Yunus found that his co-borrowers repaid everything they owed and were hungry for more credit opportunity. So Yunus launched Grameen Bank, the founding of which took six years and countless hours arguing with traditional banking and regulatory agencies, and eventual new laws written for microbanking practices.

Yunus said he didn’t have a “particular strategy” for Grameen.

“But, looking back, I would just do the opposite of whatever regular banks did,” he said. “If they asked for collateral, we did not. If they have you sign a bunch of papers, we worked with illiterates. Regular bank managers told me to kiss my money goodbye.”

To the contrary, Grameen Bank has grown to an institution that has issued more than $6.5 billion in loans, individual ones at generally less than $100, to more than seven million borrowers. “We have had less than 1 percent of our borrowers default,” Yunus said.

And, in a country where illiteracy reigns and women are generally regarded as second-class citizens, nearly 97 percent of those loans have gone to women.

“It makes perfect sense,” Yunus said. “For centuries, men would bring their salaries home to their wives and women had to run their households with whatever was given them. They became perfect money managers.”

It wasn’t easy to convince the poor women of the village to accept bank loans. Conservative clergy told them they would not receive Muslim burials.

“There were some women who refused to even touch the money, saying to give it to their husbands,” Yunus said. “But when a woman said no, this was not her voice. It was fear speaking.”

Yunus said the bank encourages informal groups to apply for loans together and act as co-guarantors for repayment.

“Today, Grameen Bank is owned by poor women. Our board is all women and the director is a woman. All who were lifted out of poverty by their own efforts.”

There are more than 2,500 branches of Grameen open in Bangladesh now.

“We give them no capital to start the bank,” Yunus explained. “They must find the depositors in their village and run it themselves. They must break-even within 12 months. They never fall short.”

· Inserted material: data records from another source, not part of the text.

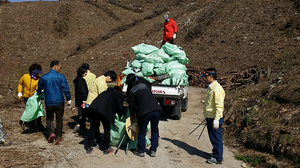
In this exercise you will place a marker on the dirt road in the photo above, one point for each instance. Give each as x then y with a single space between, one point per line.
176 147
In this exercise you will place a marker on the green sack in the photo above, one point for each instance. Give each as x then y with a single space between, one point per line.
33 108
117 131
175 72
147 69
136 64
159 69
127 71
172 49
151 58
149 80
143 49
162 54
176 53
167 81
174 65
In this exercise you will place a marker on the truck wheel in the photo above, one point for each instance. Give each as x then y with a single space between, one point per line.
177 113
184 104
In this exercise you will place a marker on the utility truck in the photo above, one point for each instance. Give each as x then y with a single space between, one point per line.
173 99
165 69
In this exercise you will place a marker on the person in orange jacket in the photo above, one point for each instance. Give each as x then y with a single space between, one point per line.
28 85
170 30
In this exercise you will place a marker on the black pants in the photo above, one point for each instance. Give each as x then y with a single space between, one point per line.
59 112
84 114
95 117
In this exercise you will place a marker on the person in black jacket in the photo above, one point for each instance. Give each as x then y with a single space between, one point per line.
81 92
130 78
104 108
143 104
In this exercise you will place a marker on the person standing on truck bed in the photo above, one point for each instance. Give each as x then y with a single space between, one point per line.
170 30
213 111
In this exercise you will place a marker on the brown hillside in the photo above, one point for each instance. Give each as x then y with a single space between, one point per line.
231 35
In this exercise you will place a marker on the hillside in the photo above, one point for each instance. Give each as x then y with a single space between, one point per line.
231 35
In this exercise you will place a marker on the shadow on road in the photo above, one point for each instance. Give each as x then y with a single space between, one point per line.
190 149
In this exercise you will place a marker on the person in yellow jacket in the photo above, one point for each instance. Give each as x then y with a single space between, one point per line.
27 87
213 112
99 85
90 77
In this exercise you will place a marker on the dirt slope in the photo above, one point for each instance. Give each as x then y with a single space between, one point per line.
231 35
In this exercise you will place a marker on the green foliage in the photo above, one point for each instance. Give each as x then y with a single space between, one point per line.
257 160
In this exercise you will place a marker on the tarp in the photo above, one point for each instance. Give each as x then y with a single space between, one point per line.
33 108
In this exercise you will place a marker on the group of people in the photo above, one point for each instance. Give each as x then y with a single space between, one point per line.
95 101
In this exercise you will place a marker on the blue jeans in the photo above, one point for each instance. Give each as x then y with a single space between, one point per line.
153 117
215 136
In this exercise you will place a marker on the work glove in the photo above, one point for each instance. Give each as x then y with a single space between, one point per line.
83 104
216 124
20 95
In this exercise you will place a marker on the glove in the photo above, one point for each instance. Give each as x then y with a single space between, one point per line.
20 95
83 104
216 124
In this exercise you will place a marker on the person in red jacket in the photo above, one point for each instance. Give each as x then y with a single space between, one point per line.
170 30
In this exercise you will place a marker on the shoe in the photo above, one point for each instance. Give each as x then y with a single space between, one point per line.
100 146
89 150
152 153
209 155
139 154
108 151
213 160
83 131
5 144
58 140
51 138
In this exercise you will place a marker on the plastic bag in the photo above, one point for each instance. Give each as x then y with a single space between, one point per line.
159 69
175 65
136 64
176 53
127 71
147 69
143 49
33 108
151 58
117 131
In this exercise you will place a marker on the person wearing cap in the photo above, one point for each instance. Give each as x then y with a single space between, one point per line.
90 77
27 86
104 109
170 30
213 112
145 107
55 86
99 85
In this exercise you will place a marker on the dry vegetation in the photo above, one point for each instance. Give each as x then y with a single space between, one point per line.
253 44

So successful was Grameen’s concept that it has diversified into providing education and health loans, and equities projects that bring computer and Internet services to small villages. Grameen has funded scholarships to more than 18,000 doctoral students. Grameen Phone has brought cell-phone ownership to more than 250,000 of the rural poor since 1997.

After his Nobel award, Yunus thought to bring his message of empowerment for the poor to these shores and is opening the first branch of Grameen America in Queens, NY next year.

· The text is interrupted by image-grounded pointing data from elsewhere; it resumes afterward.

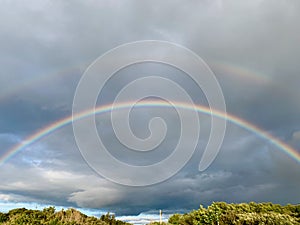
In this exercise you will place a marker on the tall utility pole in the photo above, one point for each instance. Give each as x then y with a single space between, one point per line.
160 215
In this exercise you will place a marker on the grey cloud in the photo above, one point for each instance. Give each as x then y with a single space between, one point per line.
55 43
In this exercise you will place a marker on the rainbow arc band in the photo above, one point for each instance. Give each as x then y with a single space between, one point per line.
285 148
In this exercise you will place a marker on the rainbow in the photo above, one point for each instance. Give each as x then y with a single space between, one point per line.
285 148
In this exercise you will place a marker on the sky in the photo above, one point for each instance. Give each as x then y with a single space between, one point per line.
251 47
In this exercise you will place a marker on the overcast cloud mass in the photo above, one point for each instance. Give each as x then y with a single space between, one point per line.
251 46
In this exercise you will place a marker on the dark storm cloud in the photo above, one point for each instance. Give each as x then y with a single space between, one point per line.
41 39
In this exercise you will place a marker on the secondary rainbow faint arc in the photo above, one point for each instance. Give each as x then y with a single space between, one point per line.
151 103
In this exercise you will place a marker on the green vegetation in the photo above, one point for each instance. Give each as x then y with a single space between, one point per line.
240 214
218 213
49 217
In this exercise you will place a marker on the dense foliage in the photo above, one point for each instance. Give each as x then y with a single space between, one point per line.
219 213
240 214
49 217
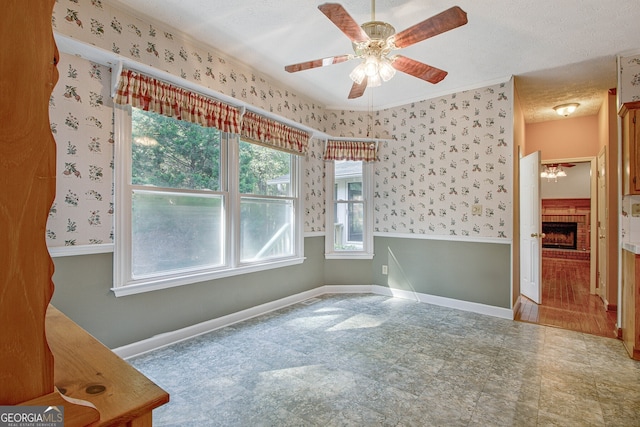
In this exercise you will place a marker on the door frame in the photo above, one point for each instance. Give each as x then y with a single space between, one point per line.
593 230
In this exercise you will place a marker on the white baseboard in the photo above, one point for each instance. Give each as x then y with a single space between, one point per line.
163 340
473 307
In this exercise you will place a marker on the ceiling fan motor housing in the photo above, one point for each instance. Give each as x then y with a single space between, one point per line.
379 43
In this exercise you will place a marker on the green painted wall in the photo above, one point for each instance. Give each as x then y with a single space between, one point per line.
476 272
83 283
467 271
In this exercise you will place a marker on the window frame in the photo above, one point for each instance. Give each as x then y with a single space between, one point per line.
123 281
367 204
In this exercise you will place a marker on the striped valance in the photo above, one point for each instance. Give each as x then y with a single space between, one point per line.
274 134
149 94
351 150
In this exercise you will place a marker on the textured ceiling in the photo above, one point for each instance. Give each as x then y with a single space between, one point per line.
558 51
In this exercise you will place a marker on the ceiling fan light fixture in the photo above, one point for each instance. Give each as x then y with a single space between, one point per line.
374 81
371 66
566 109
386 70
358 74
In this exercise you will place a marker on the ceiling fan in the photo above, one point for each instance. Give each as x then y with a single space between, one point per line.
373 43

His targeted clientele are the immigrant and working poor families who traditionally are refused normal banking services and must rely on check-cashing companies or pawnshops, which charge high fees. “From New York, we will move to help other inner cities, Appalachia, Native Americans. All humans are entrepreneurs, if you give them a chance,” he said.

Yunus had been scheduled to speak at a fundraiser Sunday evening for Malibu’s MUSE Elementary School at the home of director James Cameron and his wife Suzy Amis Cameron. Because of the fire, they were forced to evacuate.

Undaunted, they moved the event to Cameron’s Santa Monica’s offices, where attendees heard Yunus, along with Zebiba Shekhia, who helps direct MUSE’s Global Scholarships, Charlie Gay of the Mineseeker Foundation and MicroCredit Summit Founder Sam Daley Harris.

After telling the story of a six-year-old boy sold to a fisherman by his parents in Indonesia, Harris said, “Our goal is to lend money to 100 million of the poorest families in the world. I am convinced that microcredit will free these people from servitude.”